Um foco precisa ter pelo menos 30 metros de extensão por 1 metro de largura para que os chamados satélites de órbita possam detectá-lo. No caso dos satélites geoestacionários, a frente de fogo precisa ter o dobro de tamanho para ser localizada.
Ciclo do desmatamento
As queimadas na Amazônia têm relação direta com o desmatamento. O fogo é parte da estratégia de “limpeza” do solo que foi desmatado para posteriormente ser usado na pecuária ou no plantio. É o chamado “ciclo de desmatamento da Amazônia”.
Após o fogo, o pasto costuma ser o primeiro passo na consolidação da tomada da terra. Nos casos em que a ocupação não é contestada e a terra é de qualidade, o próximo passo é a exploração pela agricultura.
O que provoca as queimadas?
Para haver fogo, é preciso combinar: fontes de ignição (naturais, como raios, ou antrópicas, como isqueiros ou cigarros); material combustível (ter o que queimar, como madeiras e folhas); e condições climáticas (seca).

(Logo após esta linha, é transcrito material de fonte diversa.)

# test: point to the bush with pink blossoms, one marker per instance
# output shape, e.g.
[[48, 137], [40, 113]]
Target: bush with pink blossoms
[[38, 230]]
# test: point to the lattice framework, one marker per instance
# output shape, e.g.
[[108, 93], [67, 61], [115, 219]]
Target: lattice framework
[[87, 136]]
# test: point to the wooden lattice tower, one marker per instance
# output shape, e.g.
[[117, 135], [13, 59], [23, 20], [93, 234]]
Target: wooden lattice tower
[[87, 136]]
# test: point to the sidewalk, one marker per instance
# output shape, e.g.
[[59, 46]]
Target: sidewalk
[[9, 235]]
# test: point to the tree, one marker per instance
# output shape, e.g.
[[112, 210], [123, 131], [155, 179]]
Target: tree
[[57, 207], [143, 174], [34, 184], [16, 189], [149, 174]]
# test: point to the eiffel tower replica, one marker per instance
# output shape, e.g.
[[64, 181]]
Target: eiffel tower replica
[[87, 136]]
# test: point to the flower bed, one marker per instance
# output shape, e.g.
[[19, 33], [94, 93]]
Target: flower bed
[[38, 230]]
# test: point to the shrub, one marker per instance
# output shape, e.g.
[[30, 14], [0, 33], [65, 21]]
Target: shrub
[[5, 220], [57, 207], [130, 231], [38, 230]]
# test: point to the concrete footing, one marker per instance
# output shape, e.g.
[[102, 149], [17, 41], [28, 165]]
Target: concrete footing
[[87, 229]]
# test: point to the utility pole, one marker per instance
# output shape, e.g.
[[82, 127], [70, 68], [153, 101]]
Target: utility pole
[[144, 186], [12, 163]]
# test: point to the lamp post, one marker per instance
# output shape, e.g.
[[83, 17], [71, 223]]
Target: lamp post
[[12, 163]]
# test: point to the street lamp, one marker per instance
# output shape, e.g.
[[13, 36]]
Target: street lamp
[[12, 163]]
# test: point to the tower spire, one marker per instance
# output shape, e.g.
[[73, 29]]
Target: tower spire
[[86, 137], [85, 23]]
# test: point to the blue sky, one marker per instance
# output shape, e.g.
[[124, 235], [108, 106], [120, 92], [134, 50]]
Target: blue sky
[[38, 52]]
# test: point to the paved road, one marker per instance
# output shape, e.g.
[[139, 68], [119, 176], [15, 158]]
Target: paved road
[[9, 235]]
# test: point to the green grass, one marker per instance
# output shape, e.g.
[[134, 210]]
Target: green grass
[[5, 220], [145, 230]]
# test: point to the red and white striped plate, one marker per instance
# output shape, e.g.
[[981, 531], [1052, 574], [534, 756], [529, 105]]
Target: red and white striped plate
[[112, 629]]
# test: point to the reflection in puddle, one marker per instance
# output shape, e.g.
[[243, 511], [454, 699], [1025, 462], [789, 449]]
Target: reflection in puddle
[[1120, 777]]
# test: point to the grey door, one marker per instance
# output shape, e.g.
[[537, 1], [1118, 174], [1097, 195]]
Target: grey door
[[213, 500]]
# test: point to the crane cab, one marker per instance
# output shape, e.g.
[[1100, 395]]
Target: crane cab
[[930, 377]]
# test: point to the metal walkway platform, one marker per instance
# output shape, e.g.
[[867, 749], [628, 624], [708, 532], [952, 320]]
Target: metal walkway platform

Como a Amazônia é uma floresta tropical úmida, os incêndios mais recorrentes ocorrem quando a madeira desmatada fica “secando” por alguns meses e, depois, é incendiada para abrir espaço para pastagem ou agricultura. Segundo especialistas, um incêndio natural não se alastraria com facilidade na Amazônia.
As queimadas são apenas uma das etapas do ciclo de uso da terra na Amazônia. Depois do desmate, se nada de novo acontecer, a floresta pode se regenerar. Uma floresta secundária, no entanto, nunca será como uma original, mesmo que uma parte da biodiversidade consiga se restabelecer. Na prática, o que acontece é que a mata não tem tempo de crescer de novo.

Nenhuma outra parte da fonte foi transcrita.